Older athletes make fierce competitors at Rio Olympics

These athletes prove younger isn’t necessarily better in the world of Olympic sport

He's back Michael Phelps spits water after swimming in the men's 200-meter individual medley preliminaries at the U.S. Olympic swimming trials, Thursday, June 30, 2016, in Omaha, Neb. (Mark J. Terrill/AP)

He’s back. Michael Phelps spits water after swimming in the men’s 200-meter individual medley preliminaries at the U.S. Olympic swimming trials, Thursday, June 30, 2016, in Omaha, Neb. (Mark J. Terrill/AP)

Olympic athletes are accustomed to breaking records. It’s what they’re there to do, after all. But while most of us focus on the records being shattered on the field—or in the pool, on the track, you name it—the current crop of Olympians is also pushing the boundaries of what we typically consider the human body’s prime years for athletic achievement. The average age for athletes competing in Rio is 26, but several notable outliers stand out.

Take Mary Hanna, the 61-year-old Australian equestrian who’s the oldest athlete competing in Rio. This is her fifth swing at an Olympic medal.

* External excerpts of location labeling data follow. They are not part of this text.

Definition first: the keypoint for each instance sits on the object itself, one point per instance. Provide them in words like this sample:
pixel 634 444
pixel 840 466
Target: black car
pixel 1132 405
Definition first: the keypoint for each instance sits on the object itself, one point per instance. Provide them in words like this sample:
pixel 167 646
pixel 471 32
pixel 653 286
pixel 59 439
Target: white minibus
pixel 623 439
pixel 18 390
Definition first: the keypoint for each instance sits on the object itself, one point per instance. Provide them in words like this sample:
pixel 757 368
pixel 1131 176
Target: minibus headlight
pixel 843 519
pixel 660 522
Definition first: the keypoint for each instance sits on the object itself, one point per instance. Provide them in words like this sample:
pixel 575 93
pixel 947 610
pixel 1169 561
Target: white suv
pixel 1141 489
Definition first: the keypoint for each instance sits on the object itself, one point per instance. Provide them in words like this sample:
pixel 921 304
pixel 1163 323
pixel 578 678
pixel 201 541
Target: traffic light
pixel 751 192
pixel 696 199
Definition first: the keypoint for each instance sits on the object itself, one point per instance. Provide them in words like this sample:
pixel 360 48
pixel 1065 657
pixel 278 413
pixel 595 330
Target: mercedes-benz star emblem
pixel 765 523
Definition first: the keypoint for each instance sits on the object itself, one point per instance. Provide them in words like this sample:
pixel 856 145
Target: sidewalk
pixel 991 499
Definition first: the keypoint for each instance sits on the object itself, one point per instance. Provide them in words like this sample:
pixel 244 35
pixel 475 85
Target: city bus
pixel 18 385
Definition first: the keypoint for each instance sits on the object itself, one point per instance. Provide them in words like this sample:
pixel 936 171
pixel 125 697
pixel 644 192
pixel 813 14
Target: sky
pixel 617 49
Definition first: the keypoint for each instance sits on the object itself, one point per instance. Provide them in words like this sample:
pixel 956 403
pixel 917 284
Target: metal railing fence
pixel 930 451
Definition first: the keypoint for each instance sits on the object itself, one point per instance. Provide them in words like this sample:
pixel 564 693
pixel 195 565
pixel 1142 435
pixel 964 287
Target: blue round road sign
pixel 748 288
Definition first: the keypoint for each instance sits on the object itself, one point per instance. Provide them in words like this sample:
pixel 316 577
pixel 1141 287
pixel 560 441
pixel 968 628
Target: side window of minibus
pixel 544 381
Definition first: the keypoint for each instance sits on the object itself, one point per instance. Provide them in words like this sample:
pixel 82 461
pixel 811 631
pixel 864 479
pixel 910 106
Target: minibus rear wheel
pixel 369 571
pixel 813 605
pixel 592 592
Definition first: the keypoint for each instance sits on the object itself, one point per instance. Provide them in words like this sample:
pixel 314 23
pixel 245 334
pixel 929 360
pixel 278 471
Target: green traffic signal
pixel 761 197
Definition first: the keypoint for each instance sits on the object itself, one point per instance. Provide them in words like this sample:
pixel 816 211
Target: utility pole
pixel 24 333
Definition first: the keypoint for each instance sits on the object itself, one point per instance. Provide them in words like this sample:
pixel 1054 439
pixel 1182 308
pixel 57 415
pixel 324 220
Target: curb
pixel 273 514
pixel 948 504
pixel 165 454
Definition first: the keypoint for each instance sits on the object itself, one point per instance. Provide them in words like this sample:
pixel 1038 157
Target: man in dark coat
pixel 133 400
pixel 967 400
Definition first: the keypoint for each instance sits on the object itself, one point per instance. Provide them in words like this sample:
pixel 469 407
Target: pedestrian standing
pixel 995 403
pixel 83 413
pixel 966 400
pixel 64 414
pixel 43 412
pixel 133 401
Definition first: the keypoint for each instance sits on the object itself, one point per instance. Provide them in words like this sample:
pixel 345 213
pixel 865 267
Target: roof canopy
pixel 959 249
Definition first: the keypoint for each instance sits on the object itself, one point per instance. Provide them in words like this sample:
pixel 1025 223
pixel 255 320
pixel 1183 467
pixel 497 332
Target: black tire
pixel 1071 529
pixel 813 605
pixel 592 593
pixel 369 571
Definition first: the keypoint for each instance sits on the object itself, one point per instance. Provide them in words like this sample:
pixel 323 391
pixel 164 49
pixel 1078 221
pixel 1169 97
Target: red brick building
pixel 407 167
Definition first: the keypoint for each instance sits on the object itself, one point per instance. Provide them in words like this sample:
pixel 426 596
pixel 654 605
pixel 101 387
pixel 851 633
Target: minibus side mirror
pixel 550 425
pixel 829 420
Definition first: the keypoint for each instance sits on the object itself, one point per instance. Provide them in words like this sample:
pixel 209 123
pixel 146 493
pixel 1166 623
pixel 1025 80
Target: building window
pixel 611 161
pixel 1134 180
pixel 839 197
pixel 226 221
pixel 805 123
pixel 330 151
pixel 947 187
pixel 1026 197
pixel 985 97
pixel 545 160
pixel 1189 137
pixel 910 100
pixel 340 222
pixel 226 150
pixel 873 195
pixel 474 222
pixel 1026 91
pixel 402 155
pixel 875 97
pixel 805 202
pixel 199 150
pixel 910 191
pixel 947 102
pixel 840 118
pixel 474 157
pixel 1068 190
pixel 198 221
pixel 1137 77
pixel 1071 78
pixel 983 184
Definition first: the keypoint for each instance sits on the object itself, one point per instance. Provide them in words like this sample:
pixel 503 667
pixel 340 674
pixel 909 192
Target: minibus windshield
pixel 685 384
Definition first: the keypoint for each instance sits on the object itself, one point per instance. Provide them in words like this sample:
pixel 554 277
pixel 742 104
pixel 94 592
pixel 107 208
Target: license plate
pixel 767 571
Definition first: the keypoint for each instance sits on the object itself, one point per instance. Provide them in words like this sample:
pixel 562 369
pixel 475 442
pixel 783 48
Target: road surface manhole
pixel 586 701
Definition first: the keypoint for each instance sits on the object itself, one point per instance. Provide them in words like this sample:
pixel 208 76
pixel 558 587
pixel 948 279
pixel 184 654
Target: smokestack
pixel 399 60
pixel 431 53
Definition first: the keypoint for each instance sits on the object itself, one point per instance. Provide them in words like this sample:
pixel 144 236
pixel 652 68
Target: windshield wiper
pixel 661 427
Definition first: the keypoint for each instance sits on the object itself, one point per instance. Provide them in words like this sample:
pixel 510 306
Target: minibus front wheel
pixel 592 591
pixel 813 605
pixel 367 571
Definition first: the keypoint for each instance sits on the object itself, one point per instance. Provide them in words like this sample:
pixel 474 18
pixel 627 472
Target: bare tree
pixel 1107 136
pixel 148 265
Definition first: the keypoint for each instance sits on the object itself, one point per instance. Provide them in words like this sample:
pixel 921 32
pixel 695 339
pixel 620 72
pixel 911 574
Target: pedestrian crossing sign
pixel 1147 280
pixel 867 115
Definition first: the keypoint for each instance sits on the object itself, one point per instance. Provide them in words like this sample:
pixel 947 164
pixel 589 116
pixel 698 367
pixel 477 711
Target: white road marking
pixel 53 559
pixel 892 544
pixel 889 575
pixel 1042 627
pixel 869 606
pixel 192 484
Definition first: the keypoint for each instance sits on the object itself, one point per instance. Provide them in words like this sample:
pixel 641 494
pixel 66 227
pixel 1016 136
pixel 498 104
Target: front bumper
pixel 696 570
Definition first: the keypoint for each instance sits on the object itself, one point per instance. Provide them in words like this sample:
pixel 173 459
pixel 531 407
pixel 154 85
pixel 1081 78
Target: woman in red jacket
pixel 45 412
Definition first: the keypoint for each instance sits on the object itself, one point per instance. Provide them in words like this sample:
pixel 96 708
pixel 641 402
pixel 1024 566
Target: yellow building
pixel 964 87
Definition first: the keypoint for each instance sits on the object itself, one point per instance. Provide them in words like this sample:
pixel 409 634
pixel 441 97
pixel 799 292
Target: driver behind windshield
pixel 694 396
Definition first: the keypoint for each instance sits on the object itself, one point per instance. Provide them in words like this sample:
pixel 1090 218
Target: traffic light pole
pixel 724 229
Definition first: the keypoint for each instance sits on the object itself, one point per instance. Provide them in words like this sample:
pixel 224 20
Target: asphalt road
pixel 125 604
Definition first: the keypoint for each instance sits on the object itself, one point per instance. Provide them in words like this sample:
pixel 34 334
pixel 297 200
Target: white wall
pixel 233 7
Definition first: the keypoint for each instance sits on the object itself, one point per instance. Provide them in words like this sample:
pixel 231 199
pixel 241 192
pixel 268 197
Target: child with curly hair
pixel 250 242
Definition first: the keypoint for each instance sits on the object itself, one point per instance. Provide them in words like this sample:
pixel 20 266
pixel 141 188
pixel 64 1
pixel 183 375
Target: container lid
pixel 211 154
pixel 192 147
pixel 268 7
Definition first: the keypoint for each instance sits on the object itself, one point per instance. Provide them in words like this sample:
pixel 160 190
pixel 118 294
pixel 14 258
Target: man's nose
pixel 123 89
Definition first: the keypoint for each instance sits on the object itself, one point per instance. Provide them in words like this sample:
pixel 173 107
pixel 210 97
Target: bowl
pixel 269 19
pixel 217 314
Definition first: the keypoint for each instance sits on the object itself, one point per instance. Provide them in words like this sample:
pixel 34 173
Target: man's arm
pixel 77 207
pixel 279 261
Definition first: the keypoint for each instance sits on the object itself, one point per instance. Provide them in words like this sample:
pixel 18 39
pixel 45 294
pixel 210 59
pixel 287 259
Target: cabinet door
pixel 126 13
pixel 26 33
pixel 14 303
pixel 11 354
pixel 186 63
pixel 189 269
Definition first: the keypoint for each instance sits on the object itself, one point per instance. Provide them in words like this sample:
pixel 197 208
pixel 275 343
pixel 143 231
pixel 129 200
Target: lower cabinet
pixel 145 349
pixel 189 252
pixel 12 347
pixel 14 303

Philip Dutton, the oldest athlete with Team USA and another equestrian, is 52. They still fall far short of the oldest-ever Olympian, 1920 competitor Oscar Swahn of Sweden, who attended his third Olympics at the advanced age of 72. (Longtime Canadian equestrian Ian Millar was 65 years old when he won a silver medal in London four years ago, his record-setting 10th Summer Games.)

But it’s not just the competitors in sports that arguably involve less raw physical power who are getting older. This week, American cyclist Kristin Armstrong became the oldest woman to win a gold medal in her sport when she snagged her third consecutive top prize in the time trial on Wednesday, a day before her 43rd birthday; she was older than every other competitor by at least seven years. Jo Pavey is now the first British athlete to compete in five Olympics, having run the 10,000-m on Friday and placing 15th overall.

Lesley Thompson-Willie is the oldest member of Team Canada at 56 and has tied the record for the most Olympics in which a woman has competed: eight. As the rowing team’s coxswain, she’s competing alongside a group of 19- to 29-year-olds. On Wednesday, Thompson-Willie and her band of youthful teammates qualified for the women’s eight rowing finals, to be held Aug. 13.

Not far behind her is Oksana Chusovitina, the 41-year-old from Uzbekistan currently at her seventh consecutive Olympic competition. Chusovitina is a gymnast, a sport that had to install a minimum age requirement (16) and that athletes rarely compete in past their mid-twenties. Unsurprisingly, she’s the oldest woman to compete in the sport in Olympic history.

Last but obviously not least, American swimming sensation Michael Phelps. While at 31 he’s nowhere near the oldest competitor in Rio, he’s several years past the typical peak for male swimmers, which is around 24. And yet this year he’s already added another four gold medals to increase his personal total to 22, prompting CNN to note that the last Olympian to come close to Phelps’s medal count was Leonidas of Rhodes, “a runner who competed between 164 and 152 BC.”

While they’re not all shattering records that have stood for 2,000-odd years, all of these athletes prove that, despite what we may think about sport and fitness, youth isn’t a prerequisite for Olympic glory.